On the morning of Oct. 16, protesters sprayed anti-Israel and pro-Palestine messages on the Green College Coach House, which is a more than 100-year-old heritage building, after a medieval studies workshop featuring guest speakers with ties to Israel was scheduled to take place there.
“None of the papers (presented at the workshop) were broaching topics to the deal with current politics, the modern Middle East,” event organizer and UBC history sessional lecturer Josh Timmermann told CTV News in an interview. “It’s purely incidental that two of the people or three of the people if you count a moderator of one session (had links to Israel).”
Timmermann added the event featured presenters from nine different countries, saying none of them are involved with what he described as “hot button contemporary issues.”
The protesters didn’t stop with the Green College Coach House.
When the workshop was relocated to a room at the Allard School of Law, Timmermann says roughly a dozen masked people came in with a megaphone and shouted at various participants.
At one point, he says, “you have blood on your hands” was shouted.
“There were people, and I’m not thinking of myself here, in some ways the least of it, traumatized by something that went on,” Timmermann said. “And to me, that’s not acceptable protest. That’s intimidation. That’s harassment.”
Timmermann recalls one Israeli woman at the event shaking in horror, with this happening almost exactly a year after Oct. 7, 2023, when Hamas carried out a terror attack which killed more than 1,200 people and took more than 240 hostages.
The attack, and the Israeli military’s response in Gaza—which has left more than 40,000 people dead according to the health ministry in that territory—have prompted major tensions on university campuses including UBC.
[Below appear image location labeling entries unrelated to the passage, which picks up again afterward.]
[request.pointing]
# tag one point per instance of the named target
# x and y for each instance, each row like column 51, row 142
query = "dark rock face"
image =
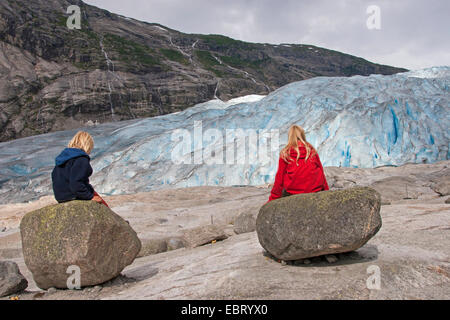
column 77, row 233
column 11, row 280
column 53, row 78
column 309, row 225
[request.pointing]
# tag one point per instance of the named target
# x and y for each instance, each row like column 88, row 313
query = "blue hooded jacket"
column 70, row 177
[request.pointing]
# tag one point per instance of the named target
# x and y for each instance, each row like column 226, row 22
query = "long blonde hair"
column 82, row 140
column 296, row 134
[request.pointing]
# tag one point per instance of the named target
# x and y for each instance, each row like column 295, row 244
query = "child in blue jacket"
column 72, row 170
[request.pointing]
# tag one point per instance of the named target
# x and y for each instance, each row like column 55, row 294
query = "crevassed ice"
column 353, row 122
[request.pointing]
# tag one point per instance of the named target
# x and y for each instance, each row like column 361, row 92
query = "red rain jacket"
column 306, row 177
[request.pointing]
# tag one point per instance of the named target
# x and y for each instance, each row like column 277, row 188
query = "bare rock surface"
column 83, row 234
column 314, row 224
column 196, row 237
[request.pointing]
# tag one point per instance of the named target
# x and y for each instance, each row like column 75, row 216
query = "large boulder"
column 11, row 280
column 308, row 225
column 76, row 233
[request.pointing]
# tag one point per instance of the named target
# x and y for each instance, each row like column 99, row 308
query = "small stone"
column 316, row 259
column 11, row 280
column 331, row 258
column 97, row 289
column 298, row 262
column 52, row 290
column 174, row 244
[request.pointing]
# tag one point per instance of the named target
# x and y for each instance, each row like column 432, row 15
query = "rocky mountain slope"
column 352, row 121
column 116, row 68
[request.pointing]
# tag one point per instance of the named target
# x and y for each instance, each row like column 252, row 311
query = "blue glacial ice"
column 353, row 122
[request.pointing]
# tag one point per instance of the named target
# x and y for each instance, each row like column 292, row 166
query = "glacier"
column 359, row 121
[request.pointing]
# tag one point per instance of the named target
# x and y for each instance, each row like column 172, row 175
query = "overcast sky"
column 414, row 33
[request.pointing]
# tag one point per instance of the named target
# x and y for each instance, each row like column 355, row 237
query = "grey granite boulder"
column 314, row 224
column 84, row 234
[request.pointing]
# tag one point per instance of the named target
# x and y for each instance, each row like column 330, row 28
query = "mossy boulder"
column 308, row 225
column 76, row 233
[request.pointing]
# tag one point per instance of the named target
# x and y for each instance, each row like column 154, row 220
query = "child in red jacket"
column 299, row 167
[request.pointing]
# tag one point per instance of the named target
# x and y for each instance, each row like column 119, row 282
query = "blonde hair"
column 82, row 140
column 296, row 134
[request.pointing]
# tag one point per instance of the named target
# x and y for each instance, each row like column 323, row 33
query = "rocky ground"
column 184, row 257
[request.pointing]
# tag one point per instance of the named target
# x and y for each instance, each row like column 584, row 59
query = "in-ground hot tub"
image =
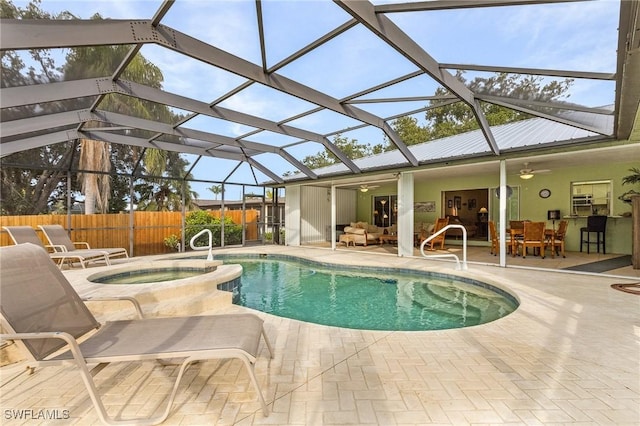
column 168, row 287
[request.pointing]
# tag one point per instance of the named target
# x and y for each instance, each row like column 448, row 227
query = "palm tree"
column 101, row 61
column 216, row 189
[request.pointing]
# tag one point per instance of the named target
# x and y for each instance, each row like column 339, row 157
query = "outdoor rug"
column 603, row 265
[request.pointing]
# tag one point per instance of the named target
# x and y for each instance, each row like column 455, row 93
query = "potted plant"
column 173, row 242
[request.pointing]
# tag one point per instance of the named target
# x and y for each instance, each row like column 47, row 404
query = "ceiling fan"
column 365, row 188
column 528, row 173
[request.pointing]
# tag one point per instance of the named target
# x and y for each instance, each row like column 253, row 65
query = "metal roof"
column 263, row 108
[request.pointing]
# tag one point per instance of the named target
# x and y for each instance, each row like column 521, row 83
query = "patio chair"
column 26, row 234
column 533, row 237
column 440, row 223
column 60, row 241
column 45, row 316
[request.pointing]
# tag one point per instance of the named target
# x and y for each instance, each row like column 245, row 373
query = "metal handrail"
column 459, row 267
column 195, row 237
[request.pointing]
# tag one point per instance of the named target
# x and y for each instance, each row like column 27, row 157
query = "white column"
column 503, row 213
column 405, row 214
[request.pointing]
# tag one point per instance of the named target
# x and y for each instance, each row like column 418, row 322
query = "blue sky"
column 573, row 36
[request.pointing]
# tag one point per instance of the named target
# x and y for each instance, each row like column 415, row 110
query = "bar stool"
column 597, row 224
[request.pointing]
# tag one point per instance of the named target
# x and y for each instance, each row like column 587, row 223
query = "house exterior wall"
column 308, row 215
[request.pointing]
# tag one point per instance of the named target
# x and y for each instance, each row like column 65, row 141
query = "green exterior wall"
column 532, row 206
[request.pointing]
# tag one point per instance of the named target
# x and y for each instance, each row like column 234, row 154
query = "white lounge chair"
column 43, row 314
column 60, row 241
column 26, row 234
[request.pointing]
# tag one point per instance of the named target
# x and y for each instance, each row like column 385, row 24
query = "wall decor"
column 424, row 206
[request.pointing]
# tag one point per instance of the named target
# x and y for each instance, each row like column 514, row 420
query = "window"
column 591, row 198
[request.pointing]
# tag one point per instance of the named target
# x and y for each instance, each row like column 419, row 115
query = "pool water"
column 366, row 299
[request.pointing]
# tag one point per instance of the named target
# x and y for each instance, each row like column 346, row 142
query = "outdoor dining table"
column 518, row 233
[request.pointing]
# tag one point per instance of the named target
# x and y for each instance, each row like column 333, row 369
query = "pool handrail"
column 459, row 267
column 195, row 237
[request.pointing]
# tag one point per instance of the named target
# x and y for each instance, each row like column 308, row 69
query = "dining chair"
column 533, row 236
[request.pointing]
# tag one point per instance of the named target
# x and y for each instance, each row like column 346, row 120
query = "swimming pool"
column 366, row 298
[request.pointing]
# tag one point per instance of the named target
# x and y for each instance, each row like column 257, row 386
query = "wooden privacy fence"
column 113, row 230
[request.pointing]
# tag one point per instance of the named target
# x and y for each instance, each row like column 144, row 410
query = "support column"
column 405, row 214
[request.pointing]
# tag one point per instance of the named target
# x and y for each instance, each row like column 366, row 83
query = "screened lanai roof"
column 260, row 85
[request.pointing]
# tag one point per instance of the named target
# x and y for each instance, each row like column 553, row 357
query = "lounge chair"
column 43, row 314
column 60, row 241
column 26, row 234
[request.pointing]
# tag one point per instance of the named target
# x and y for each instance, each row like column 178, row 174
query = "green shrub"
column 198, row 220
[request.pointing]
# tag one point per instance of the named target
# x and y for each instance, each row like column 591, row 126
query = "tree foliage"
column 455, row 118
column 36, row 190
column 351, row 147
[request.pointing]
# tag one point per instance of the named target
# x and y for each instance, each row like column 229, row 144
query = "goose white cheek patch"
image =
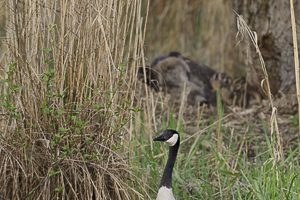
column 172, row 141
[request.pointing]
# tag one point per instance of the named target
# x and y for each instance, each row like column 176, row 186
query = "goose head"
column 169, row 136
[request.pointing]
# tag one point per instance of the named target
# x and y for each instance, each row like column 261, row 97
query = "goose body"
column 171, row 137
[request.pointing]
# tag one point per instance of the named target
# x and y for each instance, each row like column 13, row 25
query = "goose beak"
column 159, row 138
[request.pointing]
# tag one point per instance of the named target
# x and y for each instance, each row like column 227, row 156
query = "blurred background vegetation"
column 75, row 123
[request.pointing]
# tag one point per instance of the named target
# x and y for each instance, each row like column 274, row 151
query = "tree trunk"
column 271, row 21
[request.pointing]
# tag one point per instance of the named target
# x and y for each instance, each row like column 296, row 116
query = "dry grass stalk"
column 296, row 58
column 244, row 30
column 69, row 79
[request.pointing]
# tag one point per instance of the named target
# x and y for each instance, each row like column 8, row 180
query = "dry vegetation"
column 76, row 124
column 67, row 80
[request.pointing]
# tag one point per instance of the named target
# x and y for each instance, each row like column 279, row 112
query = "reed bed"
column 68, row 79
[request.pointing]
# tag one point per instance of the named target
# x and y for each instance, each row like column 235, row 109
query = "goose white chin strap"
column 172, row 141
column 165, row 193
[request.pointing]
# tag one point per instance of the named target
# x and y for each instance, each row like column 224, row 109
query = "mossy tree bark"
column 272, row 22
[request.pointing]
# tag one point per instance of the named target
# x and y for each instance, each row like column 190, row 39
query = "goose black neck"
column 166, row 179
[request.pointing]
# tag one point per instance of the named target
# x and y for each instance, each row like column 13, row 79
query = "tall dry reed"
column 69, row 74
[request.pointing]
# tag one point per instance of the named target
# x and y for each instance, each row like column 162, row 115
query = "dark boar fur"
column 173, row 72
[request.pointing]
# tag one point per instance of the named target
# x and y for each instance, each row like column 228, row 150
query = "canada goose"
column 171, row 137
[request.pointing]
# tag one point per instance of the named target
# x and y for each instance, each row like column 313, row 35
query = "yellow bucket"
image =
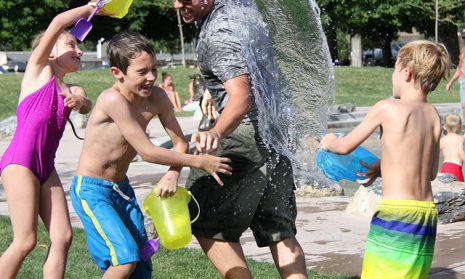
column 171, row 217
column 116, row 8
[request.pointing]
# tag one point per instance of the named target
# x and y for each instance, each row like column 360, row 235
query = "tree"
column 450, row 16
column 375, row 20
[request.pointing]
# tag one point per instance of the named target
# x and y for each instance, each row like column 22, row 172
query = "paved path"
column 332, row 239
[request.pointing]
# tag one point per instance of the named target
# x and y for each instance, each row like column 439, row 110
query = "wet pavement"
column 332, row 239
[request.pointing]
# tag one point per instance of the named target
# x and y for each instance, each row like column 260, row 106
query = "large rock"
column 449, row 198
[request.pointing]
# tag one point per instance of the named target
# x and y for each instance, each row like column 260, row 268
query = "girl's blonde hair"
column 39, row 36
column 428, row 61
column 453, row 123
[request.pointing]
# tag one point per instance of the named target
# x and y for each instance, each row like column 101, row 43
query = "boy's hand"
column 373, row 172
column 327, row 140
column 205, row 142
column 214, row 165
column 166, row 187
“I feel really bad, for this event that I put together, that there were people who felt unsafe, felt unwelcome,” Timmermann said. “I’m not the president of the university, but I invited people to come to this event, you know, and that someone would come to this event that I put together, and for 17 to 20 minutes feel trauma to the point that they’re shaking, or they’re accused of grotesque things.”
Timmermann says he fears for his future employment at the university, and was pressured by members of faculty in his department to drop Israeli-linked participants from the event, which he refused. He has felt so uncomfortable about the situation that he requested CTV conduct our interview off campus.
Local Jewish academics are speaking up, saying the community doesn’t feel safe.
“On the whole, the university, though, thinks it’s doing a good job. And I can tell you, on the whole, it’s not,” said David Silver, chair in business and professional ethics at the Sauder School of Business at UBC, and part of the Jewish Academic Alliance of B.C. “And we feel it’s really incumbent on the university and our senior leaders, including our president, to speak up and to say there’s room for legitimate protest, there’s room for strong feelings, we understand that, we appreciate that, but there’s not room for saying people cannot be part of our academic community and serve in standard academic roles because of who we are and what our connections are.”
UBC declined an interview request, but says it is investigating the incident, along with the RCMP and campus security.
“Any incident targeting the Jewish community is not tolerated and UBC remains committed to addressing these incidents while balancing individuals’ rights to freedom of expression, in line with university policies and the law,” said Matthew Ramsey with UBC media relations in a statement. “The university is actively working with campus security and RCMP to investigate and ensure the safety of all individuals and groups on campus.”
The Jewish Federation of Greater Vancouver, Allied Voices for Israel, Centre for Israel and Jewish Affairs and other Jewish organizations have put out a statement on the situation, calling for stronger action from UBC.
“We appreciate that certain steps have been taken to address our community’s concerns,” read a joint statement. “However, we believe stronger, more decisive action is urgently needed to address the rising tide of hate, intimidation, and harassment on campus.”